Diana wollte wissen, was er für Malchen hatte tun können. Kleist erzählte, daß er auf der Inspektion gewesen war, um mit Malchen zu reden, die Polizei ihn aber nicht zu ihr lassen wollte. Dann hatte er den Familienanwalt, Dr. Zacharias, beauftragt. Diana sagte:
„Aber warum ist sie dann noch nicht nach Hause gekommen?“
„Wahrscheinlich hat man sie inzwischen verhaftet, denke ich mir.“
„Und Dr. Zacharias läßt das zu? Unternimmt er denn gar nichts?“
„Bei mir hat er sich nicht gemeldet, aber er wollte wohl heute bei euch vorbei kommen, um euch zu informieren.“
„Was meinst du, Gustav? Soll ich mal hinfahren?“
„Wohin?“
„Na, zur Polizei, Malchen besuchen!“
„Das kannst du dir sparen. Dich werden sie auch nicht mit ihr reden lassen.“
„Oh Gott, oh Gott! Was soll ich denn bloß machen?“
„Dr. Zacharias wird schon veranlassen, was möglich ist. Kümmer du dich jetzt lieber um Lisa. Der wird's doch bestimmt auch nicht gerade gut gehen.“
„Wenn du dich da nicht gründlich täuschst! Die hat Horst schneller vergessen, als du 'Herzog August' sagen kannst.
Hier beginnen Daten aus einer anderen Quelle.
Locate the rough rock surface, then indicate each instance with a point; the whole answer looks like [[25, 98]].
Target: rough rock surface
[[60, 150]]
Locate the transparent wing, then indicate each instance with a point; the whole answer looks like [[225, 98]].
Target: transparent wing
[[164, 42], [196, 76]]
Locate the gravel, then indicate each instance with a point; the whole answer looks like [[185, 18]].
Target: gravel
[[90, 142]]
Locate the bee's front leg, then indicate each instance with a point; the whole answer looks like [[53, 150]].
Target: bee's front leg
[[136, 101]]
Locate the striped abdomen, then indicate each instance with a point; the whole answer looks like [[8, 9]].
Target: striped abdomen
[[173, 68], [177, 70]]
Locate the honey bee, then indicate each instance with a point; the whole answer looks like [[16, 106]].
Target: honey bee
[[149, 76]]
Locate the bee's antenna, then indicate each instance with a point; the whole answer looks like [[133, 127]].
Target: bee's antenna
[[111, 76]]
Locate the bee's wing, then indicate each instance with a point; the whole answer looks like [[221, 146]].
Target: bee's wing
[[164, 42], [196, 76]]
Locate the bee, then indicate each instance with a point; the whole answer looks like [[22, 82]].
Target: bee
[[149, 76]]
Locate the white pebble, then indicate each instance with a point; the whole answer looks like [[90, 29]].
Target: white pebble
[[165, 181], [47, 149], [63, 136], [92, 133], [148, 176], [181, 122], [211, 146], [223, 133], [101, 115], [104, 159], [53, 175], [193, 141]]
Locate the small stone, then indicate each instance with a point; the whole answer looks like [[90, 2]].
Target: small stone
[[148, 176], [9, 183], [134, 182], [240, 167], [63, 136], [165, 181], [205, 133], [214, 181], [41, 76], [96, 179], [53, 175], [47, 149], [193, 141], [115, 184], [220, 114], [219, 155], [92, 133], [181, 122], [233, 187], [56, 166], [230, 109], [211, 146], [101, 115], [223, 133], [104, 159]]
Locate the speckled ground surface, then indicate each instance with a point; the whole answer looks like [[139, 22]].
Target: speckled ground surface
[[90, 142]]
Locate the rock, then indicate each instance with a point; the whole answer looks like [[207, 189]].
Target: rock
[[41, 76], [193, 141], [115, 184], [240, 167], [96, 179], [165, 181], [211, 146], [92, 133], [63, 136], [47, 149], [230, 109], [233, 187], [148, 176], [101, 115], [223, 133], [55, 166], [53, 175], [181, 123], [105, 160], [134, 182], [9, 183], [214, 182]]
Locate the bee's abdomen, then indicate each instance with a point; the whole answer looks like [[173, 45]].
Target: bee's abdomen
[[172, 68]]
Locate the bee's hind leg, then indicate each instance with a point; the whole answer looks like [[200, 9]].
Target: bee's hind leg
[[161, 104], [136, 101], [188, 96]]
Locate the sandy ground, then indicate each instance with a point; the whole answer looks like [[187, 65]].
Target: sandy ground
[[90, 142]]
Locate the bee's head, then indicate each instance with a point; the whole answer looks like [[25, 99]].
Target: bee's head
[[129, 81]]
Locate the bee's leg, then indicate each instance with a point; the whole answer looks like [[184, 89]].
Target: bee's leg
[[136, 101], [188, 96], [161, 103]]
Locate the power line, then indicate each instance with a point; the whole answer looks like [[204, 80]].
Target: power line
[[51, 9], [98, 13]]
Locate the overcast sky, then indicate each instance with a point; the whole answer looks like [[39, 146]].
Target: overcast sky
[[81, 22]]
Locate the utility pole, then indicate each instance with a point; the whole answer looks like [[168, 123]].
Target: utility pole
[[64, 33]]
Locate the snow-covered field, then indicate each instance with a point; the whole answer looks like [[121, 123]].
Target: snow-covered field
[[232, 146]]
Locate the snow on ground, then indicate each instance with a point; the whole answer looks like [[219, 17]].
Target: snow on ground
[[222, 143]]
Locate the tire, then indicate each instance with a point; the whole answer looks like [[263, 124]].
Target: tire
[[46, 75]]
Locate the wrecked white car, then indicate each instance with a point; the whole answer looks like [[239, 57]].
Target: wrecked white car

Sie hat schon einen neuen Verehrer, der sich pausenlos um sie kümmert.“
Diana erzählte von Aaron. Und sie fand harte Worte dafür, daß sich dieser 'Büchermensch' derartig rücksichtslos zwischen sie und ihre Cousine gedrängt hatte. Kleist war weniger empört als neugierig und wollte soviel wie möglich über Aaron erfahren. Sehr viel wußte Diana aber selber nicht. Und deshalb wurde ihre Beschreibung schnell wieder zu einer Beschimpfung. Anscheinend hatte sie in den letzten Tagen eine ganze Menge Wut aufgestaut, die jetzt endlich ein Ziel fand. Kleist ließ sie reden. Erst als sie Aarons Anwesenheit im Moment erwähnte und sein Verhalten am Frühstückstisch, reagierte er.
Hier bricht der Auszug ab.